Stone row, Behagullane, Co. Cork
Co. Cork |
Stone Monuments
In a patch of rough pasture in West Cork, wedged between two natural knolls of outcropping rock, four prehistoric stones form a line that runs from northeast to southwest.
The row stretches 6.7 metres in total, which is modest enough, but what makes it quietly peculiar is the way it tells its own story of survival and loss simply by the difference in scale between its stones. At the northeastern end, only stumps remain, the tallest barely 15 centimetres above ground. By the time you reach the southwestern end, the stones are standing upright and substantial, the last one reaching 1.45 metres in height and over a metre in thickness.
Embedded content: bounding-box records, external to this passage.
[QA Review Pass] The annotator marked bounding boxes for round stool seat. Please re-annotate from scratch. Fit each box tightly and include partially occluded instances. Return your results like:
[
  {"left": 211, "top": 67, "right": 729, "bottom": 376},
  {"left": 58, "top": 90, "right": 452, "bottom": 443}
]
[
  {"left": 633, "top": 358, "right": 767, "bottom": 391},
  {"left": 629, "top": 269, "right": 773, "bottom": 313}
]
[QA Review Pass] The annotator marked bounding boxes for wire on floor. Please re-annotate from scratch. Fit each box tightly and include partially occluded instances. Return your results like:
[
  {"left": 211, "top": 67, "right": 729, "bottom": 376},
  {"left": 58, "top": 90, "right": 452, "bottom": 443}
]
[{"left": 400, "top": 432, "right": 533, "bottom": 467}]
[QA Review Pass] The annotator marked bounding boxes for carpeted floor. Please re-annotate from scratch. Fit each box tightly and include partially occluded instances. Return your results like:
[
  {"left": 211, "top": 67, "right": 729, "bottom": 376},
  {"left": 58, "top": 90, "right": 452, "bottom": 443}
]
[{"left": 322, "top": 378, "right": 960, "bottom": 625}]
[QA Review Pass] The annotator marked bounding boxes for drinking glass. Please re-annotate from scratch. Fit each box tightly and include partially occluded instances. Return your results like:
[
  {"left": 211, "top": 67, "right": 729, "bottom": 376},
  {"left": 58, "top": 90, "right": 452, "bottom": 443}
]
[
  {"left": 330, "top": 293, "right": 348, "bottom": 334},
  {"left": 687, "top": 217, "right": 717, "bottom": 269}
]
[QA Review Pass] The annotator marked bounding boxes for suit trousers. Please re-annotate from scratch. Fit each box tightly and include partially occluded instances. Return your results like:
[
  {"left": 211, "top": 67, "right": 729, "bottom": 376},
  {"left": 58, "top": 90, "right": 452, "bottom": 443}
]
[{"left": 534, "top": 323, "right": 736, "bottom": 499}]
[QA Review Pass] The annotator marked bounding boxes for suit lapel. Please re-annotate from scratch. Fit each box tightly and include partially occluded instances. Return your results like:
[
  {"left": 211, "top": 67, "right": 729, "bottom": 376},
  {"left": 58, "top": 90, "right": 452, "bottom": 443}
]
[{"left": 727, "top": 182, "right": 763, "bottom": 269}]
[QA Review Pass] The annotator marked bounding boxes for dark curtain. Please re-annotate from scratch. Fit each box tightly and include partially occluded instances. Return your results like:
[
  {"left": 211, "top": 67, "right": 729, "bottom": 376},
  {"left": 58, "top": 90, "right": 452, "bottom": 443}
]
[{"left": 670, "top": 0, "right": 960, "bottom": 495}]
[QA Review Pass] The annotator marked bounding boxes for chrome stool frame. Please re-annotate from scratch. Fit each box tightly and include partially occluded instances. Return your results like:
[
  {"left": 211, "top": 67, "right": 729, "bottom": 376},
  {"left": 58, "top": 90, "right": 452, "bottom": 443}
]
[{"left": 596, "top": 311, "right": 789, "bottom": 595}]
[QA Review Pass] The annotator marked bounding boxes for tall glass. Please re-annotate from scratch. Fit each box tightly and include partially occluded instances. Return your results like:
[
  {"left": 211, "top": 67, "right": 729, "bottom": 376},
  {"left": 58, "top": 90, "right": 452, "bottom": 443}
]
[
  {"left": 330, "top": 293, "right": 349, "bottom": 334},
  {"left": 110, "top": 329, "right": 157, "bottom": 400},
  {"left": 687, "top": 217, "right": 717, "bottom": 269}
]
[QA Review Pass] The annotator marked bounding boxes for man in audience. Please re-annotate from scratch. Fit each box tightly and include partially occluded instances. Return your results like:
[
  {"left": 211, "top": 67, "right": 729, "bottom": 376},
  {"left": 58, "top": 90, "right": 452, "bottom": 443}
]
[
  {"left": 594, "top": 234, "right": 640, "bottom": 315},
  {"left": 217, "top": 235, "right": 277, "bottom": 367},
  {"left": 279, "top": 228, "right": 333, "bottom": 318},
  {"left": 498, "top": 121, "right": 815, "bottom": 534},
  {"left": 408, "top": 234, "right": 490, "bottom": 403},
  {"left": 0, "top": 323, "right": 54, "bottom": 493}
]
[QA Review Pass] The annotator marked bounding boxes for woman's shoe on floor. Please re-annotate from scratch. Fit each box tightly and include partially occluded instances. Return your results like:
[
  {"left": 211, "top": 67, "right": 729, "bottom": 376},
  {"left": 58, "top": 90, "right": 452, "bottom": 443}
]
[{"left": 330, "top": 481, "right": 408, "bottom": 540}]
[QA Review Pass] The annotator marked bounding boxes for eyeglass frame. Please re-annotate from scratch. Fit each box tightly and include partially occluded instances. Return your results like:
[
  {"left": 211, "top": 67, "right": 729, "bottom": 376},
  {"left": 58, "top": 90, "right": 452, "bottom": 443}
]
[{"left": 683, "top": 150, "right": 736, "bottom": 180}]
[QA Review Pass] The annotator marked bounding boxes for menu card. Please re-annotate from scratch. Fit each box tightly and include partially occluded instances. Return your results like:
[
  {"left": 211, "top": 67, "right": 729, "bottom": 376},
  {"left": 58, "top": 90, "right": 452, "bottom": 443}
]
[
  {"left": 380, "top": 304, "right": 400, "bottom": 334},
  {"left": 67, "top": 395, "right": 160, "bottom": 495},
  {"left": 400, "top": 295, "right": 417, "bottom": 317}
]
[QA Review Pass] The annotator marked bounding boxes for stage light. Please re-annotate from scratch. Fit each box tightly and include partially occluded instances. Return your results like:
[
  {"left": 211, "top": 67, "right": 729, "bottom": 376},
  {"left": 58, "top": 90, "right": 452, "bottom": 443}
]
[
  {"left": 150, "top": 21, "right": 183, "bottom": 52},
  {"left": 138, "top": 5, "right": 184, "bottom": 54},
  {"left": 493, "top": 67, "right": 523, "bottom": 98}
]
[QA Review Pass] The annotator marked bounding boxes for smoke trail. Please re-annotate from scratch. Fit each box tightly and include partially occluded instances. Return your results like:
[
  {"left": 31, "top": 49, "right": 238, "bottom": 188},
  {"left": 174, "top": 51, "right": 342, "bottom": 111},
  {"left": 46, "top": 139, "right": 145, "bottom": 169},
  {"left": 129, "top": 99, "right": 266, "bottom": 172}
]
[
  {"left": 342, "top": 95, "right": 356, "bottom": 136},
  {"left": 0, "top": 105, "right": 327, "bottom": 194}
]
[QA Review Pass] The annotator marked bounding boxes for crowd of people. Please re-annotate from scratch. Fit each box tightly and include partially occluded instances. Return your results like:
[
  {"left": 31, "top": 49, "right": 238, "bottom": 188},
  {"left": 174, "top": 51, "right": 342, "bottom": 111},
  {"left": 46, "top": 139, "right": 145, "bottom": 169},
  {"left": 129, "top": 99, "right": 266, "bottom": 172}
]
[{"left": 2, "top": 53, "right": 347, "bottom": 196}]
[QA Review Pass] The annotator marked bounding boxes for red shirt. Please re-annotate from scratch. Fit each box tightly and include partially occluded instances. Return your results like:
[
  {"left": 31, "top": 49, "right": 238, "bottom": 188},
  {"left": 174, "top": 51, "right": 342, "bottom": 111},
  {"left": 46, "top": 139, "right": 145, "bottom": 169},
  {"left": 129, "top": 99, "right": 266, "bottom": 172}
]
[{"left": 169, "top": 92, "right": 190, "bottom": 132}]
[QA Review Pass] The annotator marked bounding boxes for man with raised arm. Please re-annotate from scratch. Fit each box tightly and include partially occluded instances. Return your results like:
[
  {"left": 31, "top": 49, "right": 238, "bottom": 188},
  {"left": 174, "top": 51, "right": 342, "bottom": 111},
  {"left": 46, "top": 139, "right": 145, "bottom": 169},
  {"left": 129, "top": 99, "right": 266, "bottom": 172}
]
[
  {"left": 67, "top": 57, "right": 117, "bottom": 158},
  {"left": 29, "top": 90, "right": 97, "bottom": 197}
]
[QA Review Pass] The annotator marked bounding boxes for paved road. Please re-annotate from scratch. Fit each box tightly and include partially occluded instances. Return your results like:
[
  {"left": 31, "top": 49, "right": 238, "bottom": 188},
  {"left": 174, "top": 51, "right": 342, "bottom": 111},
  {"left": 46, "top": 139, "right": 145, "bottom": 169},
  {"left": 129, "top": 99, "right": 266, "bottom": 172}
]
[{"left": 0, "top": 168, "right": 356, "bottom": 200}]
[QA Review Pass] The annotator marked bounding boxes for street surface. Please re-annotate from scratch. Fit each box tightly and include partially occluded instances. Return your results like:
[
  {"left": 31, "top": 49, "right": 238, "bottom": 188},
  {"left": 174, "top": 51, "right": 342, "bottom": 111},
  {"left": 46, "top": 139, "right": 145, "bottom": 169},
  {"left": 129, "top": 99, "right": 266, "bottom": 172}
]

Stone rows, a form of prehistoric monument found across Ireland and Britain, are generally understood to date from the Bronze Age, though their precise purpose remains contested. Some are thought to have had astronomical alignments, others a ceremonial function connected to burial or landscape ritual. The northeast to southwest orientation of the Behagullane row is a relatively common alignment among Irish examples. The site appears in Seán Ó Nualláin's 1988 study of Irish stone rows, catalogued as number 117, though that earlier record did not note what is now apparent on the ground, that the two northeastern stones have been reduced to stumps, leaving only their bases exposed. The third stone, at 1.9 metres high, and the broad, low southwestern stone give a sense of what the full row may once have looked like. Adding further context to the site, a radial-stone cairn, a type of Bronze Age burial monument in which low stone divisions radiate outward from a central point like spokes, sits approximately 16 metres to the southeast, suggesting this corner of pasture once formed part of a wider ceremonial or funerary landscape.